Editorial du « Monde ». S’il fallait une preuve supplémentaire qu’un océan sépare l’Amérique de l’Europe, elle vient d’être administrée par la Cour de justice de l’Union européenne (CJUE). La Cour de Luxembourg a en effet rendu, le 14 mars, deux arrêts qui vont faire jurisprudence : sous certaines conditions, elle a jugé qu’une entreprise était fondée à interdire à ses salariés le port d’un signe religieux ostentatoire, qu’il s’agisse du foulard islamique ou de tout autre signe.

Dans un éditorial tranché, le New York Times vient d’exprimer tout le mal qu’il pense de cette décision. Soulignant que celle-ci intervient dans un contexte marqué par le développement du « sentiment antimusulman » en Europe et à l’approche d’élections que la droite populiste aborde en bonne position, le quotidien d’outre-Atlantique estime qu’elle « adresse le mauvais message » et offre une « victoire » aux droites nationalistes.

Pardon, chers confrères, mais c’est exactement l’inverse : c’est en laissant perdurer une situation juridique incertaine qu’on risque de voir se multiplier des contentieux susceptibles de devenir des abcès de fixation pour tous ceux qui veulent attiser les passions antimusulmanes. Les juges européens ont donc utilement clarifié la jurisprudence et consacré une vision stricte de la laïcité dans le cadre des relations de travail.

« Discrimination indirecte »

La CJUE était saisie de deux affaires par les Cours de cassation belge et française. En Belgique, une réceptionniste avait été licenciée après avoir annoncé à son employeur son intention de porter le foulard islamique durant ses heures de travail, en dépit de la règle – non écrite – qui l’interdisait dans cette entreprise. En France, une informaticienne qui portait un foulard islamique avait été licenciée pour avoir refusé de l’enlever après la plainte d’un client. La Cour a posé le principe qu’une entreprise peut limiter l’expression religieuse de ses salariés et leur imposer en particulier une « neutralité vestimentaire » sans que cela puisse être considéré comme discriminatoire.

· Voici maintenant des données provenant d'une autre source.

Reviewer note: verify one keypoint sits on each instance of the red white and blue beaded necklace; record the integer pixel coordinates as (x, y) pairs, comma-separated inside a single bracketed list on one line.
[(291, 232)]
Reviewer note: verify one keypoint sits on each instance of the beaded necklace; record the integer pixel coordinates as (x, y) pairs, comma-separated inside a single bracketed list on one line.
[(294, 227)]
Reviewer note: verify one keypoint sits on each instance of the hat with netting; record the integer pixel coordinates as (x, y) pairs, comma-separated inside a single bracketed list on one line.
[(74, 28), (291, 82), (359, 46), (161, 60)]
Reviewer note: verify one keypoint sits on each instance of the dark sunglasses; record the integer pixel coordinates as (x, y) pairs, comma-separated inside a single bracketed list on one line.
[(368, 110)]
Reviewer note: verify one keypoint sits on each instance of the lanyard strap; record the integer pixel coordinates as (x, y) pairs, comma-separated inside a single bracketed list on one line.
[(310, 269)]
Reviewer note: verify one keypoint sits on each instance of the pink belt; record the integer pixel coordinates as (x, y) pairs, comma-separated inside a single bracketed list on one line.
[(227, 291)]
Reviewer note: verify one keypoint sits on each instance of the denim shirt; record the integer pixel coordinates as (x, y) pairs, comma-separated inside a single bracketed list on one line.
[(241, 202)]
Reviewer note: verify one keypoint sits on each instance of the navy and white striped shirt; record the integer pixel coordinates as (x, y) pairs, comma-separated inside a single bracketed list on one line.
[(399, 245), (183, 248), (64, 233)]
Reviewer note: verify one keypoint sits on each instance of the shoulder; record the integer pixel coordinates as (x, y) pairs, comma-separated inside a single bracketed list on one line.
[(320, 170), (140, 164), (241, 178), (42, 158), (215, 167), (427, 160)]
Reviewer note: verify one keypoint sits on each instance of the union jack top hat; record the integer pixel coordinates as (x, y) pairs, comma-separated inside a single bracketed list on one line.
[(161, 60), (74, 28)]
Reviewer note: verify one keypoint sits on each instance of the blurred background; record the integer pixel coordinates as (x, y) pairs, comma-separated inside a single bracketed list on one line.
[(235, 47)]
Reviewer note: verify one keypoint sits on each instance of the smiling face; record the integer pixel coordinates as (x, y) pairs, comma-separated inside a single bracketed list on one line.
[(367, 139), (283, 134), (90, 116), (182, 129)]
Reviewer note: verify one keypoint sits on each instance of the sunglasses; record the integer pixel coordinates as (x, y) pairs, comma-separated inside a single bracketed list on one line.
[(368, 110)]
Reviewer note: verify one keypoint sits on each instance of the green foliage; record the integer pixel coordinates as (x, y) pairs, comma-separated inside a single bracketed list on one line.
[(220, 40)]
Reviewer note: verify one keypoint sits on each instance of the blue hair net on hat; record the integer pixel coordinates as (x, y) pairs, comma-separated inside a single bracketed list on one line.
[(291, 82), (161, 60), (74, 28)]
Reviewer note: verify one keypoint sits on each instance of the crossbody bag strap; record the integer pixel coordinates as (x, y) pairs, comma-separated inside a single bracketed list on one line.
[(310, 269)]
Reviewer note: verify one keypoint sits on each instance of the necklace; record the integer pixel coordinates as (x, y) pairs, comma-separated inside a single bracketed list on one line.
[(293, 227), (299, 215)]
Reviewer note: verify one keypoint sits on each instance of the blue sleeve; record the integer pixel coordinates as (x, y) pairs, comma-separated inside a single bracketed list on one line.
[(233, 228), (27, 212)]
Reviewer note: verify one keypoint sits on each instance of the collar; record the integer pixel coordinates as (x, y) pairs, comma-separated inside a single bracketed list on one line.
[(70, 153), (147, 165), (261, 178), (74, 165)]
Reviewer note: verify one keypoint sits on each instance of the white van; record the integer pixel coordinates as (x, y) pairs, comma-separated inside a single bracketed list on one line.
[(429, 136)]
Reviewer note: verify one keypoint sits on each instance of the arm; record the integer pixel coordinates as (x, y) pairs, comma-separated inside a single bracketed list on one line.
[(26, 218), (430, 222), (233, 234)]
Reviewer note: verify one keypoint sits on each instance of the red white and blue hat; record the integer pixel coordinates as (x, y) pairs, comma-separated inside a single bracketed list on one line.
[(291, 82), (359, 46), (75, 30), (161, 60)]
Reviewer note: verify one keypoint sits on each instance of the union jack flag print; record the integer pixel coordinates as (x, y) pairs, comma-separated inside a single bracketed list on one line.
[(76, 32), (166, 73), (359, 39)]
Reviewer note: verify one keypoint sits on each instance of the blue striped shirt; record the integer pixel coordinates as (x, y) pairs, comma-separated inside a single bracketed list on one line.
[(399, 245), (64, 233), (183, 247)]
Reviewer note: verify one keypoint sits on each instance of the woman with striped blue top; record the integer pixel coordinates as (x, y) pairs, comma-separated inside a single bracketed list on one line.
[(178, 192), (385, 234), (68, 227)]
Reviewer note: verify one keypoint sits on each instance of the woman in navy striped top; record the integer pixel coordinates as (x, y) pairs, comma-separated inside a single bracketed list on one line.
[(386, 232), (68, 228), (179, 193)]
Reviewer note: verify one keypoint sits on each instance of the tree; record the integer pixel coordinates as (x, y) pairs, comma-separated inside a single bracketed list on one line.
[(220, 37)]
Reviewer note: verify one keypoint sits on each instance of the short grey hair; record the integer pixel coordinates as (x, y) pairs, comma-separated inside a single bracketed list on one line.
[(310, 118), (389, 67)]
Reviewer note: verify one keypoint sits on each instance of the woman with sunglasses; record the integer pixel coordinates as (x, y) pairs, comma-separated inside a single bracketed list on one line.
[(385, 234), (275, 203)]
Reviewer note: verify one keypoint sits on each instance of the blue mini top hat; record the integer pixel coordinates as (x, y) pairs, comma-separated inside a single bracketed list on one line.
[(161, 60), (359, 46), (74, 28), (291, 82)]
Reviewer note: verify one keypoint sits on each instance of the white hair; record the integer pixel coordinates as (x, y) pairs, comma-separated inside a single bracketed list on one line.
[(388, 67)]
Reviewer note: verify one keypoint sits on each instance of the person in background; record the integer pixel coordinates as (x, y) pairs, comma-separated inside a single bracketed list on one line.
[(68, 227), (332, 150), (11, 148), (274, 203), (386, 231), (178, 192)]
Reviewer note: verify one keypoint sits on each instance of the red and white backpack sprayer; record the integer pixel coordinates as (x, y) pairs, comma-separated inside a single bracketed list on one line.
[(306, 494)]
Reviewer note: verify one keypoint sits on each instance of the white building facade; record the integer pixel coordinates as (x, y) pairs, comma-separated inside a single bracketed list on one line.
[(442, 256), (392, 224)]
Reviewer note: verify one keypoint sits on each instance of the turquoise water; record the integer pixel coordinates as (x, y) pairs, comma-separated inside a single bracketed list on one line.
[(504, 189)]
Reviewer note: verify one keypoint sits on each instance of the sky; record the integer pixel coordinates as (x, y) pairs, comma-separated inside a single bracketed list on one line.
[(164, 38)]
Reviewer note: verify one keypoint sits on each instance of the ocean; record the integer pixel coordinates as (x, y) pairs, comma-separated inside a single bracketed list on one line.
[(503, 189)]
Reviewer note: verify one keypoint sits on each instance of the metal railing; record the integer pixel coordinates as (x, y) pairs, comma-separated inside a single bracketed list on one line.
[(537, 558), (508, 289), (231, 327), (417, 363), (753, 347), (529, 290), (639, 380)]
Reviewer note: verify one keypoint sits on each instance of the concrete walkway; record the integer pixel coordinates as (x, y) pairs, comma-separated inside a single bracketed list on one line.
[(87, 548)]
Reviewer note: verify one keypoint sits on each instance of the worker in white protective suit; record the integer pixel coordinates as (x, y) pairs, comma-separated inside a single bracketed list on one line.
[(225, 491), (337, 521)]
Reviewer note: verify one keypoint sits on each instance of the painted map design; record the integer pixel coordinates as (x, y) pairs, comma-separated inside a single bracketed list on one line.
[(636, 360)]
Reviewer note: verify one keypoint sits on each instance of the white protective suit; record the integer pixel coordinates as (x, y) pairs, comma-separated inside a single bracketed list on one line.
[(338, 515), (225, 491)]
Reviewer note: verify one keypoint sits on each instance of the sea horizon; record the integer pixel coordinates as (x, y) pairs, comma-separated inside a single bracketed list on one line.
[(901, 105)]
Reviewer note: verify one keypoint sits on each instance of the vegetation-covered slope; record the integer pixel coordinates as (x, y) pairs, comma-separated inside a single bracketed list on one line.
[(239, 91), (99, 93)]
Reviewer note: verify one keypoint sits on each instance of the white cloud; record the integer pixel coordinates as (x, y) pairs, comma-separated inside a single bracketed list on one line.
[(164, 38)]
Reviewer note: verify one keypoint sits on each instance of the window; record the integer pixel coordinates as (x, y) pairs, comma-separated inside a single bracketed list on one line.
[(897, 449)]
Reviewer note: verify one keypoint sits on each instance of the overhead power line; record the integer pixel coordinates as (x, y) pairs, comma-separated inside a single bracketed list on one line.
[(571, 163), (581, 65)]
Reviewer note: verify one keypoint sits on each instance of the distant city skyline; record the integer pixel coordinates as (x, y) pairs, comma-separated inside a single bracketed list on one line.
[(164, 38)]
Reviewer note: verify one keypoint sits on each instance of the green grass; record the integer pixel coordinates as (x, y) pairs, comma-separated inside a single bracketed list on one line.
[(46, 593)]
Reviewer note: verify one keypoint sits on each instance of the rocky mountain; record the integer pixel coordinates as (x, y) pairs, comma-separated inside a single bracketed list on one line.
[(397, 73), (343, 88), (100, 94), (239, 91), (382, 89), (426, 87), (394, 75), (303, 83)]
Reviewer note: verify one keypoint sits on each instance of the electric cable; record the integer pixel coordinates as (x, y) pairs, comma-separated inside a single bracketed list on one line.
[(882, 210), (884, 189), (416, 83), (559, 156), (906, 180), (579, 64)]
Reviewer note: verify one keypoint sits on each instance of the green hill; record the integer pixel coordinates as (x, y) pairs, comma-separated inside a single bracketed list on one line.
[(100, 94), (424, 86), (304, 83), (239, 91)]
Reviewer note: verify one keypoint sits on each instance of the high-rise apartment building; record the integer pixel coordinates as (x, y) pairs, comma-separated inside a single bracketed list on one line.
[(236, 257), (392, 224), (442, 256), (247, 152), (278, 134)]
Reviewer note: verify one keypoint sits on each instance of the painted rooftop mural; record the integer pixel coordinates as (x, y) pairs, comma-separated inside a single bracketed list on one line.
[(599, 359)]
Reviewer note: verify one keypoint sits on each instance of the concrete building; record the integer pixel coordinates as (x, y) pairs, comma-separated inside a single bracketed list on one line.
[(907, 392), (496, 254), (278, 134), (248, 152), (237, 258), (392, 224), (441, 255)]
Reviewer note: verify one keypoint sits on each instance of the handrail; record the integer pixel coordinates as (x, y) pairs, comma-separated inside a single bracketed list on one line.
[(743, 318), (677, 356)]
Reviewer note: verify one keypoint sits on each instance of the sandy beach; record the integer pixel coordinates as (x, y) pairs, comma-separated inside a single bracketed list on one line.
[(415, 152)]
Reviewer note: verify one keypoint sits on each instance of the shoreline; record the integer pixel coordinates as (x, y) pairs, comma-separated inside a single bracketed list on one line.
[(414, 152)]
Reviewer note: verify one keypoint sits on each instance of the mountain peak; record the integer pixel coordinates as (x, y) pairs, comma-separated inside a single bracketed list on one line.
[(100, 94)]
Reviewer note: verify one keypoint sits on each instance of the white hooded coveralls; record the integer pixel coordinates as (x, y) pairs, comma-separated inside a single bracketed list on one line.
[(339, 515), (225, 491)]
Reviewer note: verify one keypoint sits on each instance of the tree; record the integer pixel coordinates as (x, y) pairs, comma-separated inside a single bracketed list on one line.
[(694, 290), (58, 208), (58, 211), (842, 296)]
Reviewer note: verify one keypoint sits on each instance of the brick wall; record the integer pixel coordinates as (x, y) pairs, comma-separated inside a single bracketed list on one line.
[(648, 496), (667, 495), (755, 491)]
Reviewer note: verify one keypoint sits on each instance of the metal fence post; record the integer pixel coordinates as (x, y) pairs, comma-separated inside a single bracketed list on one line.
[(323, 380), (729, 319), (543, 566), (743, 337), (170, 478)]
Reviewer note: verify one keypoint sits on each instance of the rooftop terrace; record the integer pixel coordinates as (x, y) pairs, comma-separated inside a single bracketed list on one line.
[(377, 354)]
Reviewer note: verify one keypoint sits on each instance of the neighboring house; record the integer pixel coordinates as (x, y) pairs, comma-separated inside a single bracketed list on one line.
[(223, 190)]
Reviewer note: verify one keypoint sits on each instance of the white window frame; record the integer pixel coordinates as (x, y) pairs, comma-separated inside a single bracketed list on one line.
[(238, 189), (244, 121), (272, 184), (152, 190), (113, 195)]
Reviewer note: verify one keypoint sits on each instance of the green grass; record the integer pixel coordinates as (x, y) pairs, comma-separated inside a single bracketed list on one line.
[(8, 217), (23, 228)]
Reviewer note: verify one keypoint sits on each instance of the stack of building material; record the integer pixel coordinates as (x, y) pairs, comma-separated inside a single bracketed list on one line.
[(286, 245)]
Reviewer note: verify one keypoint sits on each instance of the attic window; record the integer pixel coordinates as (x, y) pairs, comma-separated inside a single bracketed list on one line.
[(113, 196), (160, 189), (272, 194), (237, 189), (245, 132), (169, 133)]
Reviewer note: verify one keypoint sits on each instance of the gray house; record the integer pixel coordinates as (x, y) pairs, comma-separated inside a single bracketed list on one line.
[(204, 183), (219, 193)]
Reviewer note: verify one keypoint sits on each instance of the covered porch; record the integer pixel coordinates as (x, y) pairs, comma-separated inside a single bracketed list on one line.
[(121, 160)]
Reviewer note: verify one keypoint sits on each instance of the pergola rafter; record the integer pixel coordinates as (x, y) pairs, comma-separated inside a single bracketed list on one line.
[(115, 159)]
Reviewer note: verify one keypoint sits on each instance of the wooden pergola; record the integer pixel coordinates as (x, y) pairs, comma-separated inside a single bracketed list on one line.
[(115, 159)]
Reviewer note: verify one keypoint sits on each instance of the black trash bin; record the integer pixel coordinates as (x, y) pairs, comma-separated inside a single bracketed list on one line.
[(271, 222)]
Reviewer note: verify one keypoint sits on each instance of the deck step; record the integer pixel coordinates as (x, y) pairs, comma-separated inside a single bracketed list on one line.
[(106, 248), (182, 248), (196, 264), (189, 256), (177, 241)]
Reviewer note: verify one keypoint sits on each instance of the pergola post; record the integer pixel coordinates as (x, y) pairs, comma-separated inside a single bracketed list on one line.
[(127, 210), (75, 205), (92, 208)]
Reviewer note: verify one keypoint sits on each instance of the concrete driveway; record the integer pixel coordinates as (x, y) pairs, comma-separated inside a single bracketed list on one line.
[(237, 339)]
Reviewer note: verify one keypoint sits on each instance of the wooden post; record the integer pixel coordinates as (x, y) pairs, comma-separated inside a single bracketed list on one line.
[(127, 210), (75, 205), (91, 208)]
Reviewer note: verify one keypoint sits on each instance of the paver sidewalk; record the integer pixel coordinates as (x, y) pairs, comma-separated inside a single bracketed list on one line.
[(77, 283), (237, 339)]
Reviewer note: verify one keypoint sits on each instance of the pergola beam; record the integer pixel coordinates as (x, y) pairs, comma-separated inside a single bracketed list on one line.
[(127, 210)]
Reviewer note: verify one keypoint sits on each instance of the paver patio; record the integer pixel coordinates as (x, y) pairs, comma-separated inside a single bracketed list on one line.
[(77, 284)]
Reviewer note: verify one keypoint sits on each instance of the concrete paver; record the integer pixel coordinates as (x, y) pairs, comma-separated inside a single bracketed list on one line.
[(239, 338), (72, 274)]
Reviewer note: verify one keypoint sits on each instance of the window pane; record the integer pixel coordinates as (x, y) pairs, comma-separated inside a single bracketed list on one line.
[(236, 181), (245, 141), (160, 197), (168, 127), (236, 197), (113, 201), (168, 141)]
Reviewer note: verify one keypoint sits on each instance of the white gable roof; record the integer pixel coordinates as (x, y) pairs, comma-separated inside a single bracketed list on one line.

Plusieurs conditions sont posées à ce principe. Cette limitation doit être « générale et indifférenciée » et ne saurait s’appliquer à une seule religion, l’islam en l’occurrence. Elle doit également être clairement énoncée dans le règlement intérieur de l’entreprise. En outre, au nom de la « liberté d’entreprise », la CJUE considère comme légitime la volonté d’une entreprise d’afficher une image de neutralité vis-à-vis de ses clients ; mais elle admet que cela peut constituer une « discrimination indirecte » et que la règle doit donc être appliquée de façon « appropriée ». Elle juge ainsi que peuvent en être exemptés des salariés qui ne sont pas en contact direct avec la clientèle.

Cette jurisprudence n’est guère surprenante en France, où la loi de juillet 2016 sur le travail a précisé la possibilité pour une entreprise d’inscrire le principe de neutralité dans son règlement et de « restreindre la manifestation des convictions des salariés ». En élargissant cette conception à l’ensemble de l’Union européenne, la Cour de Luxembourg a fait œuvre utile.